Liebe Evelyn, ich verstehe dich, aber wir, die wir in der Öffentlichkeit stehen, müssen belegen, dass es die vielen Betroffenen gibt. Dafür gibt es ja das Portal: ZEUGNIS ABLEGEN, da kann man ja sehen, dass es um viele Menschen geht, die dieselbe Erfahrung gemacht haben. Dafür gibt es unsere Fragebögen. Wir versuchen viel und kämpfen mit Argumenten. Und ein Denkmal ist ein Denkanstoß für viele Unbeteiligte und besser als in den Museen weiterhin nur Positives zu den Verschickungen zu lesen. Grüße, Anja
Ich bin sehr entrüstet darüber dass es Menschen gibt die diese vielen Tatsachenberichte betroffener Kinder/ Menschen überhaupt anzweifeln oder versuchen ins lächerliche zu ziehen indem sie gegenteiliges behaupten oder diese Verbrechen abzumildern. Ich benutze absichtlich den Begriff ,,Verbrechen „, denn nichts anderes sind diese Taten und Missbräuche an Kindern bzw. in
diesem Fall sogar schutzbefohlener Minderjähriger!!!
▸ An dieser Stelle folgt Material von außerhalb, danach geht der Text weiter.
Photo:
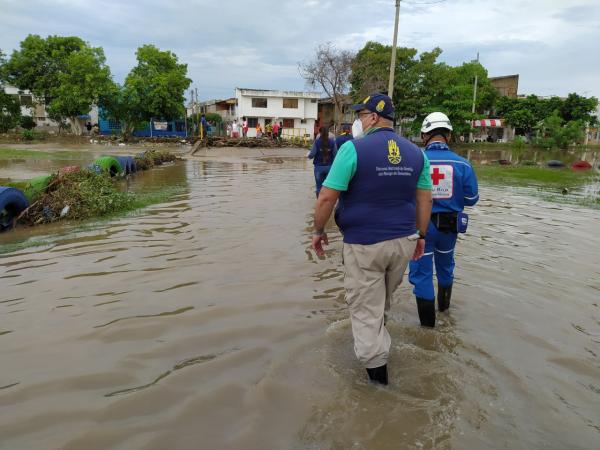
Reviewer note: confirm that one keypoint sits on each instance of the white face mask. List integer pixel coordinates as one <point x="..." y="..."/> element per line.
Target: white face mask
<point x="357" y="131"/>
Ich bin selbst betroffen und ich habe nun schon mein ganzes Leben mit den Folgen zu kämpfen. Ich bin seitdem einfach noch kränker geworden.
Ich kann gar nicht nach Borkum fahren und mir Denkmäler begucken. Ich müsste mich übergeben wenn ich an den Ort zurückkehren müsste an dem die Weichen meines Lebens so verderblich gestellt worden sind.
Hier wurden systematisch Kinderseelen zerstört mit negativen Auswirkungen
für den Rest des gesamten Lebens.
Was ??? frage ich jeden Einzelnen…was soll das wieder gut machen???
Ich bewundere diejenigen die ihre Geschichte und die Geschehnisse
in die Öffentlichkeit getragen haben und ans Tageslicht gebracht haben…
Ich habe das Trauma mein ganzes Leben bis Heute nicht überwinden oder aufarbeiten können, trotz Therapien.
Und…ich verachte diese Menschen die daher kommen und meinen sie könnten diese fürchterlichen Tatsachen, Verbrechen und Leid, einfach verharmlosen oder anzweifeln.
Weiterhin bin ich der Meinung dass dieses ganze Land und dessen Regierung für diese Schande geradezustehen hat.
Nicht wir die Betroffenen müssen um Anerkennung betteln!!!